As promised, a little crush gossip… and the first time its all about me!!!
So, not sure what you all know about me so I will fill you in. I am Shannon, owner of Crushcakes and Cafe. I often get the question, “how did you think of crushcakes?” or “what inspired you to open crushcakes?” and here is my answer…
Almost 2 years ago, I was a burned out Human Resources Manager going to law school, trying to figure out what I wanted to do with myself. Painful as it was, I had written off the restaurant business forever after my Bitterman’s days because it was so stressful while raising kids. Then in May of 2007 I attended a yoga retreat in Sonoma with a girl friend of mine. The infamous yoga retreat that changed my life. It was 5 days of the most amazing people, food, environment, yoga, hiking, but most of all, alone time. After having 2 sets of twins, alone time did not come round very often, especially not the kind of alone time where all you do is think.
On the second day in Sonoma, I knew I needed to quit law school, the restaurant business was calling me back. I felt like the best years in my life were already over with the coming and going of Bittermans, and at age 37, I was not going to accept that! There had to be more!

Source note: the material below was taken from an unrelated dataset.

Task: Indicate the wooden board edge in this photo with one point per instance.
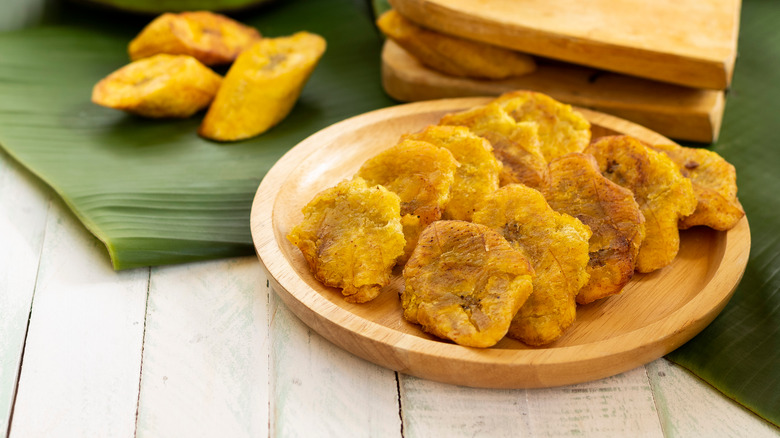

Crushcakes was developed in my head while I was supposed to be meditating. Cupcake flavors were stirring in my brain while I was doing downward dog. The color, the concept and ideal location all came to mind while in warrior pose. I was ready and could not wait to get back to SB to make it happen!
But then the next day came an even stronger revalation which took over everything else, my unhappy marriage was killing me. As I sat in a hot, sweaty room filled with women in tight yoga attire, I did not make myself look away the way I normally did. I allowed myself to look at the beautiful woman next to me and try to better understand what I was feeling and why. A feeling I had experienced often in my life but rarely acknowledged. Now I needed to….by the time I was left Sonoma for home a couple days later, there was no doubt in my mind. So many things in my life now made sense to me. I was happy, relieved, excited, nervous, but most of all scared to come home to a husband and four kids with this knowledge and having to deal with it.
Now, almost 2 years later, I am happier then I have ever been in my life. The emptiness is gone. I have opened my dream business with Crushcakes and the Cafe. I have an amazing and supportive family that loves me and cares deeply for me and respect the decisions I have made in my life. Now I have achieved success.